Cosmological constraints from UV/IR mixing
Niccolò Cribiori, Flavio Tonioni
TL;DR
The paper formulates a holography-inspired UV/IR mixing bound for $d$-dimensional EFTs with a cosmic horizon, constraining the inflaton to a finite interval and bounding the excursion $\Delta \varphi$ via $\kappa_d \Delta \varphi \le \dfrac{p}{2\lambda} \ln \dfrac{(l_{\mathrm{P}, d}^d V_1)^{1/(1-(d-2)q)}}{(l_{\mathrm{P}, d}^d V_2)^{d-1}}$. By combining the entropy bound rationale with a species-scale and horizon-based UV cutoff, the authors derive a central UV/IR mixing relation and obtain explicit expressions for the interval endpoints $\varphi_1$ and $\varphi_2$, as well as a bound on the number of extra dimensions in terms of inflationary observables $N_{\mathrm{e}}$ and $r$. Applying these bounds to chaotic inflation, $\alpha$-attractors, and modular-invariant cosmologies shows that the entire inflationary epoch can typically extend beyond the EFT-valid interval, signaling a tension between standard slow-roll models and quantum-gravity consistency.
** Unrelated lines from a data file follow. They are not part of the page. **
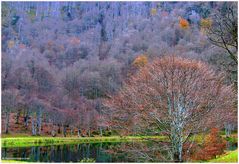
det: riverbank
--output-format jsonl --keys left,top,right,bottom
{"left": 1, "top": 135, "right": 167, "bottom": 148}
{"left": 1, "top": 134, "right": 237, "bottom": 163}
{"left": 1, "top": 133, "right": 237, "bottom": 148}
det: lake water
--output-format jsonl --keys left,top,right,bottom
{"left": 1, "top": 140, "right": 237, "bottom": 162}
{"left": 2, "top": 142, "right": 120, "bottom": 162}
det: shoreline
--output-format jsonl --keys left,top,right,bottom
{"left": 1, "top": 135, "right": 167, "bottom": 148}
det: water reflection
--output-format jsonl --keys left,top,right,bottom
{"left": 1, "top": 140, "right": 237, "bottom": 162}
{"left": 2, "top": 143, "right": 114, "bottom": 162}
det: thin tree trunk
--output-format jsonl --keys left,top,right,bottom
{"left": 32, "top": 119, "right": 36, "bottom": 136}
{"left": 15, "top": 109, "right": 20, "bottom": 124}
{"left": 63, "top": 124, "right": 66, "bottom": 137}
{"left": 37, "top": 112, "right": 42, "bottom": 135}
{"left": 5, "top": 112, "right": 10, "bottom": 134}
{"left": 58, "top": 124, "right": 61, "bottom": 133}
{"left": 70, "top": 127, "right": 73, "bottom": 136}
{"left": 51, "top": 123, "right": 56, "bottom": 137}
{"left": 24, "top": 110, "right": 29, "bottom": 129}
{"left": 88, "top": 129, "right": 91, "bottom": 137}
{"left": 100, "top": 127, "right": 103, "bottom": 137}
{"left": 78, "top": 128, "right": 81, "bottom": 137}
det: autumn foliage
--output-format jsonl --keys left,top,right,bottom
{"left": 104, "top": 56, "right": 234, "bottom": 161}
{"left": 200, "top": 18, "right": 212, "bottom": 29}
{"left": 7, "top": 40, "right": 15, "bottom": 48}
{"left": 193, "top": 128, "right": 226, "bottom": 161}
{"left": 150, "top": 8, "right": 157, "bottom": 15}
{"left": 179, "top": 17, "right": 189, "bottom": 29}
{"left": 132, "top": 55, "right": 148, "bottom": 68}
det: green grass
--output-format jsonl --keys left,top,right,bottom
{"left": 190, "top": 133, "right": 238, "bottom": 145}
{"left": 208, "top": 150, "right": 238, "bottom": 163}
{"left": 1, "top": 136, "right": 167, "bottom": 148}
{"left": 1, "top": 159, "right": 28, "bottom": 163}
{"left": 1, "top": 132, "right": 237, "bottom": 148}
{"left": 1, "top": 134, "right": 237, "bottom": 163}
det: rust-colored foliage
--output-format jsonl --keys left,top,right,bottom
{"left": 179, "top": 17, "right": 189, "bottom": 29}
{"left": 104, "top": 56, "right": 234, "bottom": 137}
{"left": 193, "top": 128, "right": 226, "bottom": 160}
{"left": 19, "top": 44, "right": 26, "bottom": 49}
{"left": 132, "top": 55, "right": 148, "bottom": 68}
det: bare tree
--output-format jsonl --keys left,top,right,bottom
{"left": 206, "top": 3, "right": 237, "bottom": 63}
{"left": 2, "top": 89, "right": 19, "bottom": 134}
{"left": 104, "top": 56, "right": 235, "bottom": 162}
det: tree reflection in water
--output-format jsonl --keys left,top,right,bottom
{"left": 1, "top": 140, "right": 237, "bottom": 162}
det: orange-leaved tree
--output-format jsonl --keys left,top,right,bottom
{"left": 132, "top": 55, "right": 148, "bottom": 68}
{"left": 179, "top": 17, "right": 189, "bottom": 29}
{"left": 193, "top": 128, "right": 226, "bottom": 160}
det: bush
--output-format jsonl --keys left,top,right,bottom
{"left": 193, "top": 128, "right": 226, "bottom": 161}
{"left": 92, "top": 130, "right": 100, "bottom": 136}
{"left": 103, "top": 130, "right": 112, "bottom": 136}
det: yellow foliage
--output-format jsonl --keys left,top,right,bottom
{"left": 150, "top": 8, "right": 157, "bottom": 16}
{"left": 179, "top": 17, "right": 189, "bottom": 29}
{"left": 7, "top": 40, "right": 15, "bottom": 48}
{"left": 133, "top": 55, "right": 148, "bottom": 68}
{"left": 200, "top": 18, "right": 212, "bottom": 29}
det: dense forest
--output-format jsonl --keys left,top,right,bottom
{"left": 1, "top": 1, "right": 238, "bottom": 162}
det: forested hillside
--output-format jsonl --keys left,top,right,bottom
{"left": 2, "top": 2, "right": 237, "bottom": 138}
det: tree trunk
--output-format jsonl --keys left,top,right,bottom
{"left": 36, "top": 112, "right": 42, "bottom": 135}
{"left": 172, "top": 143, "right": 183, "bottom": 162}
{"left": 51, "top": 129, "right": 56, "bottom": 137}
{"left": 77, "top": 128, "right": 81, "bottom": 137}
{"left": 171, "top": 124, "right": 183, "bottom": 162}
{"left": 15, "top": 109, "right": 20, "bottom": 124}
{"left": 58, "top": 124, "right": 61, "bottom": 133}
{"left": 70, "top": 127, "right": 73, "bottom": 136}
{"left": 63, "top": 125, "right": 66, "bottom": 137}
{"left": 24, "top": 113, "right": 29, "bottom": 128}
{"left": 225, "top": 123, "right": 233, "bottom": 138}
{"left": 173, "top": 153, "right": 179, "bottom": 162}
{"left": 100, "top": 127, "right": 103, "bottom": 137}
{"left": 88, "top": 129, "right": 91, "bottom": 137}
{"left": 32, "top": 119, "right": 36, "bottom": 136}
{"left": 5, "top": 112, "right": 10, "bottom": 134}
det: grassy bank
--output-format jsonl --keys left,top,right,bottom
{"left": 1, "top": 132, "right": 237, "bottom": 148}
{"left": 208, "top": 149, "right": 238, "bottom": 163}
{"left": 1, "top": 135, "right": 167, "bottom": 148}
{"left": 1, "top": 160, "right": 28, "bottom": 163}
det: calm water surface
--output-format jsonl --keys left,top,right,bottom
{"left": 1, "top": 140, "right": 237, "bottom": 162}
{"left": 2, "top": 142, "right": 120, "bottom": 162}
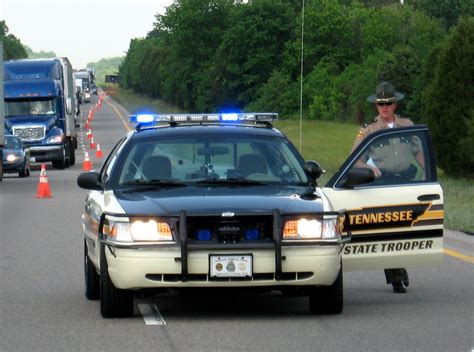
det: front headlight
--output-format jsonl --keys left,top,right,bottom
{"left": 130, "top": 219, "right": 173, "bottom": 241}
{"left": 6, "top": 154, "right": 20, "bottom": 162}
{"left": 47, "top": 135, "right": 63, "bottom": 143}
{"left": 103, "top": 216, "right": 174, "bottom": 243}
{"left": 282, "top": 216, "right": 341, "bottom": 240}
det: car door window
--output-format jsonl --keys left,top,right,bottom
{"left": 336, "top": 129, "right": 433, "bottom": 188}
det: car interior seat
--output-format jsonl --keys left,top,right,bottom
{"left": 142, "top": 155, "right": 172, "bottom": 180}
{"left": 238, "top": 154, "right": 268, "bottom": 176}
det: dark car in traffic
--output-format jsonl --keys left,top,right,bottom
{"left": 2, "top": 134, "right": 31, "bottom": 178}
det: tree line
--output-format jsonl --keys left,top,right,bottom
{"left": 1, "top": 0, "right": 473, "bottom": 177}
{"left": 118, "top": 0, "right": 473, "bottom": 177}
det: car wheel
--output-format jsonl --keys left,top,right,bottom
{"left": 84, "top": 240, "right": 100, "bottom": 300}
{"left": 19, "top": 159, "right": 27, "bottom": 178}
{"left": 69, "top": 140, "right": 76, "bottom": 166}
{"left": 65, "top": 142, "right": 71, "bottom": 168}
{"left": 52, "top": 147, "right": 66, "bottom": 169}
{"left": 309, "top": 266, "right": 343, "bottom": 315}
{"left": 99, "top": 243, "right": 133, "bottom": 318}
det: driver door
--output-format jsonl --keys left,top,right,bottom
{"left": 323, "top": 125, "right": 443, "bottom": 270}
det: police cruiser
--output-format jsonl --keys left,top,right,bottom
{"left": 77, "top": 113, "right": 443, "bottom": 318}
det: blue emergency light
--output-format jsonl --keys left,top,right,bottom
{"left": 129, "top": 112, "right": 278, "bottom": 129}
{"left": 244, "top": 229, "right": 260, "bottom": 241}
{"left": 196, "top": 229, "right": 212, "bottom": 241}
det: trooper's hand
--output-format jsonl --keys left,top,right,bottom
{"left": 369, "top": 165, "right": 382, "bottom": 178}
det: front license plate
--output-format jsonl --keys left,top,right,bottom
{"left": 209, "top": 254, "right": 252, "bottom": 278}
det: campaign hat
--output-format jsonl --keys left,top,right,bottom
{"left": 367, "top": 81, "right": 405, "bottom": 103}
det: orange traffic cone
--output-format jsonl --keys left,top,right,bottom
{"left": 87, "top": 129, "right": 92, "bottom": 139}
{"left": 85, "top": 120, "right": 90, "bottom": 129}
{"left": 82, "top": 152, "right": 93, "bottom": 171}
{"left": 95, "top": 144, "right": 103, "bottom": 158}
{"left": 90, "top": 137, "right": 96, "bottom": 150}
{"left": 36, "top": 164, "right": 52, "bottom": 198}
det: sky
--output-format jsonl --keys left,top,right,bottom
{"left": 1, "top": 0, "right": 173, "bottom": 69}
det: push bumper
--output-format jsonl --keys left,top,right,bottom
{"left": 105, "top": 245, "right": 342, "bottom": 290}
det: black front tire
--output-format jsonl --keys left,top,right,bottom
{"left": 52, "top": 147, "right": 66, "bottom": 169}
{"left": 19, "top": 160, "right": 27, "bottom": 178}
{"left": 99, "top": 243, "right": 133, "bottom": 318}
{"left": 84, "top": 240, "right": 100, "bottom": 300}
{"left": 309, "top": 266, "right": 343, "bottom": 315}
{"left": 69, "top": 140, "right": 76, "bottom": 166}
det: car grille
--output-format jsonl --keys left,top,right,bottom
{"left": 146, "top": 272, "right": 314, "bottom": 283}
{"left": 185, "top": 215, "right": 274, "bottom": 244}
{"left": 12, "top": 126, "right": 45, "bottom": 141}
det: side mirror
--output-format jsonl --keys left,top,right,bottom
{"left": 304, "top": 160, "right": 324, "bottom": 181}
{"left": 77, "top": 172, "right": 103, "bottom": 191}
{"left": 342, "top": 168, "right": 375, "bottom": 189}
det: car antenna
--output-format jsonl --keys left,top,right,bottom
{"left": 299, "top": 0, "right": 305, "bottom": 153}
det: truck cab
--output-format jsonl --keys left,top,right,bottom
{"left": 3, "top": 59, "right": 77, "bottom": 169}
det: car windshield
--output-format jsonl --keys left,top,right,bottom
{"left": 115, "top": 133, "right": 309, "bottom": 187}
{"left": 5, "top": 99, "right": 56, "bottom": 117}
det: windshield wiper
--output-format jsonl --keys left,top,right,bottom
{"left": 195, "top": 178, "right": 268, "bottom": 186}
{"left": 120, "top": 179, "right": 187, "bottom": 192}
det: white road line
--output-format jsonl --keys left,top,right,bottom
{"left": 138, "top": 303, "right": 167, "bottom": 326}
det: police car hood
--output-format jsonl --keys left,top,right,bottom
{"left": 114, "top": 185, "right": 324, "bottom": 215}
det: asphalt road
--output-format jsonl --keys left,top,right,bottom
{"left": 1, "top": 95, "right": 473, "bottom": 352}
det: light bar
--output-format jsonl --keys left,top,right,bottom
{"left": 129, "top": 112, "right": 278, "bottom": 126}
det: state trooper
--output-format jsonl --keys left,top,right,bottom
{"left": 351, "top": 81, "right": 423, "bottom": 293}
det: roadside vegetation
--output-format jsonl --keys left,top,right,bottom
{"left": 116, "top": 1, "right": 473, "bottom": 178}
{"left": 112, "top": 87, "right": 473, "bottom": 234}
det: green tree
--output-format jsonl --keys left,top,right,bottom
{"left": 87, "top": 56, "right": 123, "bottom": 85}
{"left": 422, "top": 16, "right": 474, "bottom": 177}
{"left": 334, "top": 49, "right": 392, "bottom": 123}
{"left": 152, "top": 0, "right": 234, "bottom": 110}
{"left": 0, "top": 21, "right": 27, "bottom": 60}
{"left": 24, "top": 46, "right": 56, "bottom": 59}
{"left": 246, "top": 70, "right": 299, "bottom": 116}
{"left": 407, "top": 0, "right": 474, "bottom": 29}
{"left": 283, "top": 0, "right": 357, "bottom": 79}
{"left": 210, "top": 0, "right": 296, "bottom": 109}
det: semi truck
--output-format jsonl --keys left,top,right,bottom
{"left": 3, "top": 58, "right": 77, "bottom": 169}
{"left": 74, "top": 69, "right": 94, "bottom": 92}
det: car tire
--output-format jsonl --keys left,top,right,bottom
{"left": 309, "top": 266, "right": 343, "bottom": 315}
{"left": 84, "top": 240, "right": 100, "bottom": 300}
{"left": 52, "top": 147, "right": 66, "bottom": 169}
{"left": 69, "top": 140, "right": 76, "bottom": 166}
{"left": 19, "top": 160, "right": 27, "bottom": 178}
{"left": 65, "top": 142, "right": 71, "bottom": 168}
{"left": 99, "top": 243, "right": 133, "bottom": 318}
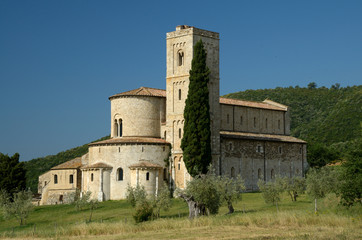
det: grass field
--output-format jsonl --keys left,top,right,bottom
{"left": 0, "top": 193, "right": 361, "bottom": 239}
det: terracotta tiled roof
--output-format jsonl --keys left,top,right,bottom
{"left": 89, "top": 137, "right": 170, "bottom": 146}
{"left": 109, "top": 87, "right": 166, "bottom": 99}
{"left": 220, "top": 131, "right": 306, "bottom": 143}
{"left": 129, "top": 161, "right": 163, "bottom": 169}
{"left": 219, "top": 97, "right": 287, "bottom": 111}
{"left": 81, "top": 162, "right": 113, "bottom": 169}
{"left": 51, "top": 157, "right": 82, "bottom": 170}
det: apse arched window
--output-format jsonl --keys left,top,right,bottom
{"left": 271, "top": 169, "right": 275, "bottom": 179}
{"left": 179, "top": 128, "right": 181, "bottom": 138}
{"left": 91, "top": 173, "right": 94, "bottom": 182}
{"left": 258, "top": 168, "right": 262, "bottom": 179}
{"left": 179, "top": 89, "right": 182, "bottom": 100}
{"left": 69, "top": 174, "right": 74, "bottom": 184}
{"left": 54, "top": 175, "right": 58, "bottom": 184}
{"left": 119, "top": 119, "right": 123, "bottom": 137}
{"left": 178, "top": 51, "right": 184, "bottom": 66}
{"left": 146, "top": 172, "right": 150, "bottom": 181}
{"left": 114, "top": 119, "right": 118, "bottom": 137}
{"left": 231, "top": 167, "right": 235, "bottom": 178}
{"left": 118, "top": 168, "right": 123, "bottom": 181}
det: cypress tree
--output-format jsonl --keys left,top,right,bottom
{"left": 181, "top": 40, "right": 212, "bottom": 177}
{"left": 0, "top": 153, "right": 26, "bottom": 195}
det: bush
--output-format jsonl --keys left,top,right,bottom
{"left": 133, "top": 200, "right": 154, "bottom": 223}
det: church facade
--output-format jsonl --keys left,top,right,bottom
{"left": 38, "top": 26, "right": 307, "bottom": 205}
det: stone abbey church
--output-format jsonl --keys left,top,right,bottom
{"left": 39, "top": 26, "right": 307, "bottom": 205}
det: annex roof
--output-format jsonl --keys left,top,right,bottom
{"left": 109, "top": 87, "right": 166, "bottom": 100}
{"left": 220, "top": 131, "right": 306, "bottom": 144}
{"left": 88, "top": 137, "right": 170, "bottom": 146}
{"left": 51, "top": 157, "right": 82, "bottom": 170}
{"left": 81, "top": 162, "right": 112, "bottom": 169}
{"left": 129, "top": 161, "right": 163, "bottom": 169}
{"left": 219, "top": 97, "right": 287, "bottom": 111}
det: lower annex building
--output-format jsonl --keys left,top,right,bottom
{"left": 38, "top": 26, "right": 307, "bottom": 205}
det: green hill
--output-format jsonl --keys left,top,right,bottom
{"left": 24, "top": 136, "right": 109, "bottom": 193}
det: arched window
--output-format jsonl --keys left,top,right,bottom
{"left": 231, "top": 167, "right": 235, "bottom": 178}
{"left": 278, "top": 146, "right": 282, "bottom": 154}
{"left": 164, "top": 131, "right": 166, "bottom": 139}
{"left": 44, "top": 181, "right": 47, "bottom": 186}
{"left": 178, "top": 51, "right": 184, "bottom": 66}
{"left": 114, "top": 119, "right": 118, "bottom": 137}
{"left": 91, "top": 173, "right": 94, "bottom": 182}
{"left": 258, "top": 168, "right": 262, "bottom": 179}
{"left": 179, "top": 89, "right": 182, "bottom": 100}
{"left": 118, "top": 168, "right": 123, "bottom": 181}
{"left": 146, "top": 172, "right": 150, "bottom": 181}
{"left": 119, "top": 119, "right": 123, "bottom": 137}
{"left": 229, "top": 143, "right": 233, "bottom": 151}
{"left": 265, "top": 118, "right": 268, "bottom": 129}
{"left": 271, "top": 169, "right": 275, "bottom": 179}
{"left": 254, "top": 117, "right": 257, "bottom": 127}
{"left": 69, "top": 174, "right": 74, "bottom": 184}
{"left": 54, "top": 175, "right": 58, "bottom": 184}
{"left": 179, "top": 128, "right": 181, "bottom": 138}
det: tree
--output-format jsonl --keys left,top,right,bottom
{"left": 308, "top": 82, "right": 317, "bottom": 89}
{"left": 218, "top": 175, "right": 245, "bottom": 214}
{"left": 258, "top": 176, "right": 284, "bottom": 212}
{"left": 152, "top": 183, "right": 172, "bottom": 218}
{"left": 307, "top": 143, "right": 340, "bottom": 168}
{"left": 178, "top": 173, "right": 222, "bottom": 218}
{"left": 0, "top": 153, "right": 26, "bottom": 196}
{"left": 1, "top": 190, "right": 34, "bottom": 226}
{"left": 181, "top": 39, "right": 212, "bottom": 177}
{"left": 283, "top": 176, "right": 306, "bottom": 202}
{"left": 338, "top": 142, "right": 362, "bottom": 206}
{"left": 306, "top": 167, "right": 338, "bottom": 214}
The work suggests that precise measurements of $r$ could constrain or reveal the number of extra dimensions, and highlights the need for refined parameter control ($p$, $q$, $\lambda$) and potential multi-field extensions to assess the robustness of these holographic bounds.
Abstract
Holography and entropy bounds suggest that the ultraviolet (UV) and infrared (IR) cutoffs of gravitational effective theories are related to one another as a form of UV/IR mixing. Motivated by this, we derive a bound on the allowed scalar field range in theories with cosmic horizons. We show how this bound challenges several inflationary scenarios, such as $α$-attractors and modular-invariant inflation. Besides, we find a relation between the number of extra spatial dimensions and the tensor-to-scalar ratio.